Coping Mechanisms for Empaths
Empaths can become easily overwhelmed with their surroundings and may seek an escape through the use of substances. Rather than allowing this to happen, it is important for an empath to develop methods of protecting their physical and mental health. This can be difficult at times because of an empath’s desire to help others, but it is in their best interest to avoid becoming incessantly overwhelmed.
Some ways an empath can protect themselves include:
- Set boundaries: It can be difficult to set boundaries when you feel obliged to help others through their pain, but it is important in order to protect your own well-being. If someone is draining you, it is important to limit your interactions and conversations with them. Learning to say “no” is vital. You are not required to have a reason why and “no” is a complete sentence. Protecting your energy before you are completely drained is vital in preventing feeling completely worn out.

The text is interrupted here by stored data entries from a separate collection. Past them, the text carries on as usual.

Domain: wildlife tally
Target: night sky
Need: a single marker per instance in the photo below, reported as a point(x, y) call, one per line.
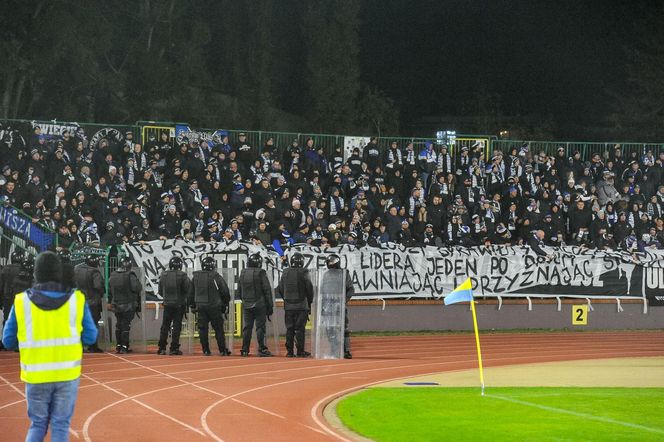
point(557, 58)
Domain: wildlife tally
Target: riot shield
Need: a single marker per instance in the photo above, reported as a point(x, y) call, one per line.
point(330, 308)
point(229, 316)
point(187, 332)
point(137, 330)
point(105, 327)
point(309, 327)
point(272, 325)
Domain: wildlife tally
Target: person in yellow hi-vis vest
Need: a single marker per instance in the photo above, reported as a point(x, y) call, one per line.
point(49, 326)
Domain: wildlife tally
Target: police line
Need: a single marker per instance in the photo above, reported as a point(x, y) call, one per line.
point(425, 272)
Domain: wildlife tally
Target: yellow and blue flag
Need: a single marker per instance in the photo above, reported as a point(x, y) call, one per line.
point(460, 294)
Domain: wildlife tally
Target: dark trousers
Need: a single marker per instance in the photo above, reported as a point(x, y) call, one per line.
point(249, 316)
point(7, 306)
point(172, 315)
point(211, 315)
point(122, 327)
point(296, 320)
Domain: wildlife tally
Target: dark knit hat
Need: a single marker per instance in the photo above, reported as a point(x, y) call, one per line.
point(48, 268)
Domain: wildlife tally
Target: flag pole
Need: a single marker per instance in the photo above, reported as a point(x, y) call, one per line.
point(477, 341)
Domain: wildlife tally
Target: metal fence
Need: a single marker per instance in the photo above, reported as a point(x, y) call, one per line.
point(587, 149)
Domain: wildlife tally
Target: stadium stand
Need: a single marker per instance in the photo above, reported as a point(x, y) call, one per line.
point(114, 187)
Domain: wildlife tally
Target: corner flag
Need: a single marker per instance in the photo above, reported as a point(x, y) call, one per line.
point(460, 294)
point(465, 293)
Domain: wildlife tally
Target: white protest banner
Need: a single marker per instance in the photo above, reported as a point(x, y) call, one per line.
point(396, 271)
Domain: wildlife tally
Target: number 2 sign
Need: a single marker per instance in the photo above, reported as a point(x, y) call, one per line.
point(579, 315)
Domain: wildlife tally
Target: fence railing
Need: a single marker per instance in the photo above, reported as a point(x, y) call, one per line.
point(19, 225)
point(92, 133)
point(587, 149)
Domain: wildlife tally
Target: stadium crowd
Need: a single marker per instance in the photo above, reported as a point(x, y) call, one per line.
point(227, 190)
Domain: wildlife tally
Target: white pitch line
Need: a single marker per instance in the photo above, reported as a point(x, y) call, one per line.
point(72, 432)
point(605, 420)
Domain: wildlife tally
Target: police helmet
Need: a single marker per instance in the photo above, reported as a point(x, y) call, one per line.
point(208, 263)
point(297, 260)
point(92, 260)
point(65, 256)
point(254, 260)
point(17, 257)
point(126, 263)
point(175, 263)
point(28, 264)
point(333, 261)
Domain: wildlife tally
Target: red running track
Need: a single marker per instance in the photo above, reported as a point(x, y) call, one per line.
point(148, 397)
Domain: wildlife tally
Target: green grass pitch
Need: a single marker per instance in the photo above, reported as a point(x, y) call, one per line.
point(515, 414)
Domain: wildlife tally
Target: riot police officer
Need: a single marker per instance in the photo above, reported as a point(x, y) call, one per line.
point(209, 297)
point(23, 280)
point(7, 276)
point(334, 262)
point(297, 292)
point(174, 288)
point(256, 295)
point(124, 290)
point(88, 279)
point(67, 269)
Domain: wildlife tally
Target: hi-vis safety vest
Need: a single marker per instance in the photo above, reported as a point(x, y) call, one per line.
point(50, 340)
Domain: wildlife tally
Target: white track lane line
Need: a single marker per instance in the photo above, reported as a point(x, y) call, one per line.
point(564, 350)
point(72, 432)
point(86, 435)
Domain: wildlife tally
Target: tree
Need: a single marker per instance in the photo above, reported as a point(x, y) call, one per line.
point(639, 102)
point(330, 32)
point(377, 112)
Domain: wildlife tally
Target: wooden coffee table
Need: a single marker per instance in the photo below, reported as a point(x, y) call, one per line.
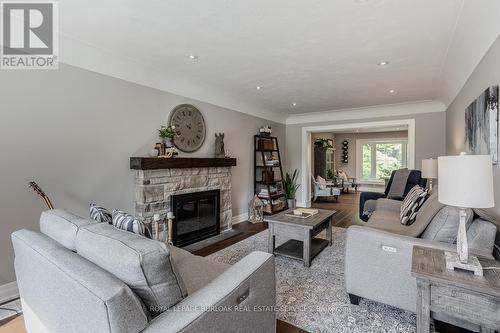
point(302, 244)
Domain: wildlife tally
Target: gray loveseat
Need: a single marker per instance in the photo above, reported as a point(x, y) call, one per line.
point(378, 255)
point(81, 276)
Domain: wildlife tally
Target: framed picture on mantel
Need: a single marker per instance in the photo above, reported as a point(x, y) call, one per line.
point(481, 125)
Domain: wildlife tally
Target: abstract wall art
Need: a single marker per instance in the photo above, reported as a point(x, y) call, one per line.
point(481, 125)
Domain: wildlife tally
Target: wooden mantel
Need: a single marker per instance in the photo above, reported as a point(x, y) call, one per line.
point(155, 163)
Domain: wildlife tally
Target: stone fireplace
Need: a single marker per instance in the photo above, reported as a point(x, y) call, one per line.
point(158, 180)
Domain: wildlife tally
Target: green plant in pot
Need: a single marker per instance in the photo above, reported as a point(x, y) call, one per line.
point(291, 187)
point(167, 134)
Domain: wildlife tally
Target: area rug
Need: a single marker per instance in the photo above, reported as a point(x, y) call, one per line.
point(314, 298)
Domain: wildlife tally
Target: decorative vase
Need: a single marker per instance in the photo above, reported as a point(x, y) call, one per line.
point(169, 142)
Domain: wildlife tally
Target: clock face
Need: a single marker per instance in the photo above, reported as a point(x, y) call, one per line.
point(190, 127)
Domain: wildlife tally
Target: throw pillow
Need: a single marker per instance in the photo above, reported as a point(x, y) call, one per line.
point(411, 203)
point(100, 214)
point(146, 266)
point(444, 225)
point(124, 221)
point(322, 182)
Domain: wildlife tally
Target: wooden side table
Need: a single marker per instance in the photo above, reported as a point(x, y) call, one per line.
point(456, 297)
point(302, 244)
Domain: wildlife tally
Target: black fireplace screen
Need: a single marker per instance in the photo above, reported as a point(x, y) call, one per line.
point(197, 216)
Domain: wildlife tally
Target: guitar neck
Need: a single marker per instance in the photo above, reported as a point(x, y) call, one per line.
point(48, 202)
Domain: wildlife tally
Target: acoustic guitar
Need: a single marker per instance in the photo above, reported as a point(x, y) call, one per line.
point(42, 194)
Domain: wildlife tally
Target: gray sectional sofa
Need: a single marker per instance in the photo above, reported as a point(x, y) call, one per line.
point(80, 276)
point(378, 255)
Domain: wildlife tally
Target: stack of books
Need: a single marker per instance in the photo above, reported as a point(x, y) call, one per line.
point(264, 193)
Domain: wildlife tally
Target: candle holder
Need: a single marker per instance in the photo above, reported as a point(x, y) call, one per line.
point(170, 219)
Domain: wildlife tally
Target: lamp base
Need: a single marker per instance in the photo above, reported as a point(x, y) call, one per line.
point(453, 262)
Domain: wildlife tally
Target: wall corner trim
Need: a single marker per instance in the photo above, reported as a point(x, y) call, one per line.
point(8, 292)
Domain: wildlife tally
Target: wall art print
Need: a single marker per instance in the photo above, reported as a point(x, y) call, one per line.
point(481, 125)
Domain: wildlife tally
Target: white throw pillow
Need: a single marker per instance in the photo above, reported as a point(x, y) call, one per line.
point(412, 202)
point(343, 175)
point(322, 182)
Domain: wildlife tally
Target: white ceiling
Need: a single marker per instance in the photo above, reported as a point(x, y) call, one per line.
point(321, 54)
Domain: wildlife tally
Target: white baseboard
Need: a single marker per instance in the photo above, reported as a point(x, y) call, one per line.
point(8, 292)
point(239, 218)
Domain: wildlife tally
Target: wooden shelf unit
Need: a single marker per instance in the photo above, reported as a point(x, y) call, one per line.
point(264, 175)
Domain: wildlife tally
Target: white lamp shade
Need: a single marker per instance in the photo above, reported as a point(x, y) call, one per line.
point(429, 168)
point(466, 181)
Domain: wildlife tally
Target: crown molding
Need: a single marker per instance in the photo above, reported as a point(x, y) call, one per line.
point(401, 109)
point(80, 54)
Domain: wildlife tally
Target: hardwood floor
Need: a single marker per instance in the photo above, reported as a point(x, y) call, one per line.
point(347, 215)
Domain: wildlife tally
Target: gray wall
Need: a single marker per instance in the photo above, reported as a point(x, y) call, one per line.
point(429, 135)
point(486, 74)
point(350, 167)
point(73, 131)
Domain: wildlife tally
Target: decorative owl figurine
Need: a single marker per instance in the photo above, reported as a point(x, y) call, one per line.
point(219, 145)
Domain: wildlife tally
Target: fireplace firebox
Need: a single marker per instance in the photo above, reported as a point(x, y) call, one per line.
point(197, 216)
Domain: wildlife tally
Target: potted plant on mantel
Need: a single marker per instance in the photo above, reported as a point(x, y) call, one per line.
point(291, 187)
point(167, 135)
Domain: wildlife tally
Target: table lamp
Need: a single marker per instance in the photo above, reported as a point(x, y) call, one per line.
point(465, 181)
point(429, 170)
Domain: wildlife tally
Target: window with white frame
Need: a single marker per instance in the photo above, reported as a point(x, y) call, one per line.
point(377, 158)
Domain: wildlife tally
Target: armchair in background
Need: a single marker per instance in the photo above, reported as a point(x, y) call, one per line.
point(326, 189)
point(414, 178)
point(344, 182)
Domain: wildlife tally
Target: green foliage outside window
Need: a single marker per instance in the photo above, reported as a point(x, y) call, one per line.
point(388, 157)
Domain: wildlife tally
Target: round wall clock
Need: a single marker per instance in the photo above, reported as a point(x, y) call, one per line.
point(190, 127)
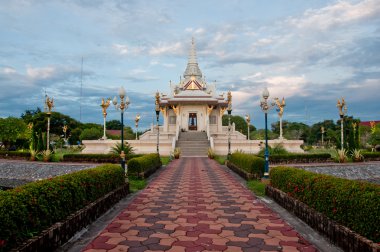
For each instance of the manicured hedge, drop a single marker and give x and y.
(299, 158)
(27, 210)
(249, 163)
(144, 164)
(95, 158)
(353, 204)
(15, 154)
(374, 156)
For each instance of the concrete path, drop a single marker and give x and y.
(194, 205)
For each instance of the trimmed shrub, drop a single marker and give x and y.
(143, 164)
(354, 204)
(96, 158)
(15, 154)
(371, 156)
(299, 158)
(249, 163)
(27, 210)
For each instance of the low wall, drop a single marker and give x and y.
(61, 232)
(338, 234)
(139, 146)
(254, 146)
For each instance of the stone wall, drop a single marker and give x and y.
(61, 232)
(338, 234)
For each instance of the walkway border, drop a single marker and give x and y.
(61, 232)
(338, 234)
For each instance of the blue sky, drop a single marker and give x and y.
(310, 52)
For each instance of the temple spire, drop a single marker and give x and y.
(192, 68)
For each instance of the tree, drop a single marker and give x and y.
(12, 129)
(260, 135)
(240, 124)
(91, 134)
(114, 125)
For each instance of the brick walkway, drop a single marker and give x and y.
(194, 205)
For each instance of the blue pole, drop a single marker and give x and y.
(266, 154)
(122, 142)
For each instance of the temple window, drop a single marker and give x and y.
(212, 119)
(172, 119)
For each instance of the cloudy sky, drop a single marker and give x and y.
(310, 52)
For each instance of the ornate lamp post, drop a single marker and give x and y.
(105, 105)
(137, 119)
(157, 108)
(248, 120)
(124, 103)
(280, 110)
(265, 107)
(342, 111)
(229, 110)
(49, 104)
(64, 129)
(323, 132)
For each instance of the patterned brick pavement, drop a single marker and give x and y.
(194, 205)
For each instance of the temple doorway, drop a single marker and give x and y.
(192, 121)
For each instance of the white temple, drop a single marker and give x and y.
(192, 114)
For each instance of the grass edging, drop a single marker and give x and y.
(61, 232)
(338, 234)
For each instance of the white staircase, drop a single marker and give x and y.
(193, 144)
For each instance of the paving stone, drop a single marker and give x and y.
(194, 205)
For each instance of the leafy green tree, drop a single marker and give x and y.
(114, 125)
(12, 129)
(240, 124)
(91, 134)
(74, 137)
(292, 130)
(374, 139)
(260, 135)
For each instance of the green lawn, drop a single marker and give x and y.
(257, 187)
(165, 160)
(136, 184)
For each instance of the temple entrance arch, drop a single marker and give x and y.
(192, 121)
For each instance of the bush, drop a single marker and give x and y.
(299, 158)
(15, 154)
(127, 148)
(351, 203)
(27, 210)
(278, 149)
(368, 156)
(144, 164)
(96, 158)
(91, 134)
(249, 163)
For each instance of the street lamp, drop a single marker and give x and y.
(124, 102)
(265, 107)
(105, 105)
(157, 108)
(248, 120)
(323, 132)
(64, 129)
(229, 109)
(342, 111)
(137, 119)
(49, 104)
(280, 110)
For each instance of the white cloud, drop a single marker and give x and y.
(8, 70)
(40, 73)
(126, 50)
(338, 14)
(286, 86)
(164, 48)
(253, 76)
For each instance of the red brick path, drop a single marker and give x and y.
(194, 205)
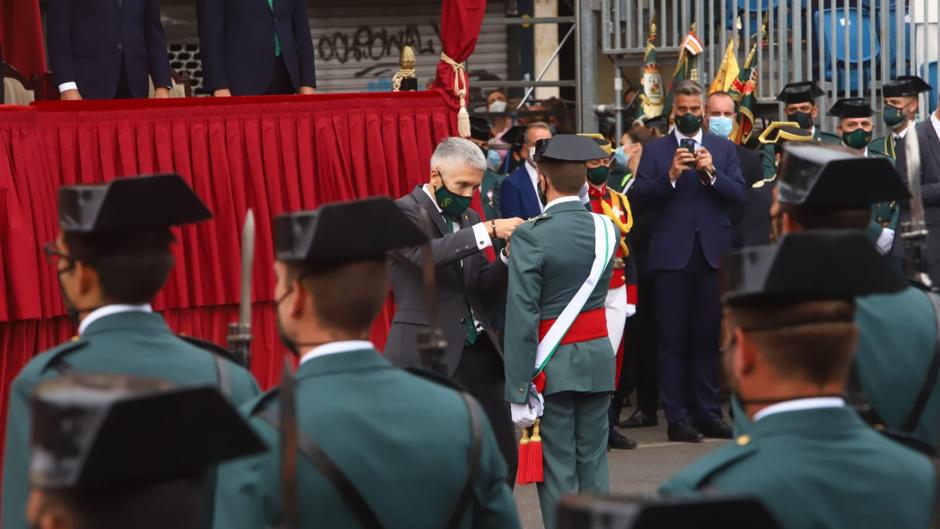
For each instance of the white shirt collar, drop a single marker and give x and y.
(108, 310)
(561, 200)
(697, 137)
(336, 348)
(800, 404)
(427, 191)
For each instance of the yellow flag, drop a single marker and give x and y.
(728, 71)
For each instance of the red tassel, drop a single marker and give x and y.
(522, 470)
(536, 473)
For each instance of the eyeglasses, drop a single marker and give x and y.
(53, 256)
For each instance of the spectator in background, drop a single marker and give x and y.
(256, 47)
(518, 196)
(694, 181)
(107, 49)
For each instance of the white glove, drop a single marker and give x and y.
(885, 240)
(522, 415)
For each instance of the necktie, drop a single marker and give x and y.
(471, 333)
(277, 41)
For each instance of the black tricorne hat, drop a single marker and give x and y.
(799, 92)
(568, 148)
(117, 430)
(807, 266)
(130, 204)
(852, 107)
(816, 176)
(905, 85)
(344, 232)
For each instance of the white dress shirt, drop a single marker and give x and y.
(534, 178)
(800, 404)
(108, 310)
(336, 348)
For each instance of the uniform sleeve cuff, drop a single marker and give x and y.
(482, 238)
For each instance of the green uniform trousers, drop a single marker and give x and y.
(574, 442)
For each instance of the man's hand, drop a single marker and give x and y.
(703, 161)
(71, 95)
(682, 160)
(505, 227)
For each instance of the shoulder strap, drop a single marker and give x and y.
(344, 486)
(927, 389)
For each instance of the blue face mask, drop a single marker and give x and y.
(720, 126)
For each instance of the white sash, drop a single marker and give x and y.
(604, 246)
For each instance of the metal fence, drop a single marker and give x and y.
(849, 47)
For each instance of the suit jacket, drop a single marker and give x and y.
(464, 276)
(517, 197)
(89, 40)
(690, 207)
(550, 258)
(401, 440)
(237, 43)
(752, 220)
(930, 192)
(132, 343)
(818, 468)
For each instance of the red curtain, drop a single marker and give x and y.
(269, 154)
(21, 36)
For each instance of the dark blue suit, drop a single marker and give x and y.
(237, 43)
(92, 42)
(690, 233)
(517, 197)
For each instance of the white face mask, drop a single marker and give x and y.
(497, 106)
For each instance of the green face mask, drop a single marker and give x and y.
(893, 116)
(857, 139)
(452, 204)
(598, 175)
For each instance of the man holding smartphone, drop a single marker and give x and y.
(692, 182)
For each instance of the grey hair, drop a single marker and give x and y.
(457, 152)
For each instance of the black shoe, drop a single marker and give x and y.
(714, 428)
(639, 420)
(619, 441)
(683, 431)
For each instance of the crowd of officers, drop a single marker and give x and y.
(831, 356)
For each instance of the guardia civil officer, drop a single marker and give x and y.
(810, 458)
(400, 449)
(112, 257)
(560, 266)
(117, 451)
(895, 368)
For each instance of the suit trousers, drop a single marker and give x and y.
(688, 313)
(481, 373)
(574, 444)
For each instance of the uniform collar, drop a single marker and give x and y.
(109, 310)
(336, 348)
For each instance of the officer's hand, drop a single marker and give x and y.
(71, 95)
(505, 227)
(681, 161)
(522, 415)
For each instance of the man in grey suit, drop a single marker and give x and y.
(467, 283)
(928, 135)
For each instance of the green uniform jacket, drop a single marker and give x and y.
(820, 468)
(896, 336)
(403, 442)
(550, 257)
(131, 343)
(768, 159)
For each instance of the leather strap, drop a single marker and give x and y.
(354, 501)
(927, 389)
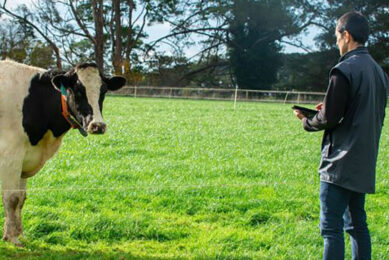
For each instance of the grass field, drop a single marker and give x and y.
(180, 179)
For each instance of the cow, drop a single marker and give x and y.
(37, 108)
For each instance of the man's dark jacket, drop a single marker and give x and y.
(349, 150)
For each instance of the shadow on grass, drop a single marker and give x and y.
(35, 252)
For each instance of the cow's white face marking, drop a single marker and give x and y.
(91, 80)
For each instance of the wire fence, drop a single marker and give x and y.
(299, 97)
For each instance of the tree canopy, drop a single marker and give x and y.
(239, 42)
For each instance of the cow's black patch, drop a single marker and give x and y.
(42, 109)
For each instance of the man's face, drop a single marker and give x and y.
(341, 41)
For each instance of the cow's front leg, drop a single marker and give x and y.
(19, 207)
(12, 196)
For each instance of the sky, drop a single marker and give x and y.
(158, 30)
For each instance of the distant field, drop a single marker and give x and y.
(179, 179)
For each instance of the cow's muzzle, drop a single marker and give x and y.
(97, 128)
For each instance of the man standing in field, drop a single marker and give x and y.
(352, 117)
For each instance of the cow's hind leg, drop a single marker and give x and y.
(12, 198)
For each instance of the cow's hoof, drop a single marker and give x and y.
(14, 241)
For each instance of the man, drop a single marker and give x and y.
(352, 117)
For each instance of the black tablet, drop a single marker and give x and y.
(305, 111)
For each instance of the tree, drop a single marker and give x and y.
(250, 30)
(377, 13)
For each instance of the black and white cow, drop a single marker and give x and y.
(33, 120)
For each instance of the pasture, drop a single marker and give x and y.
(181, 179)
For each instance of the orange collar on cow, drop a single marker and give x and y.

- Create distance: If some people regularly make you feel drained, limiting your contact can help. Physical distance can help prevent feeling overwhelmed, but if you cannot do that, creating imagined distance can also help too. This may include visualizing separating yourself from a person’s negative emotions. This allows your mind to leave a toxic situation even if you are physically still present.
- Allow for alone time: Empaths need alone time to recharge. If you are constantly inundated with other people’s experiences, you may end up depleted and unable to recover. Spending time alone can help you reconnect with your inner self. It is important to reduce external influences and stimuli from other sources. Meditating, immersing yourself in water, or practicing breathing exercises can all help you realign yourself.
- Go into nature: Empaths benefit from spending time in nature. Being in a fresh, open, clean environment can help you physically and metaphorically feel as though you are shedding the weight of other people’s troubles from you. Experiencing these sensations in nature can help you recharge and find a sense of inner peace.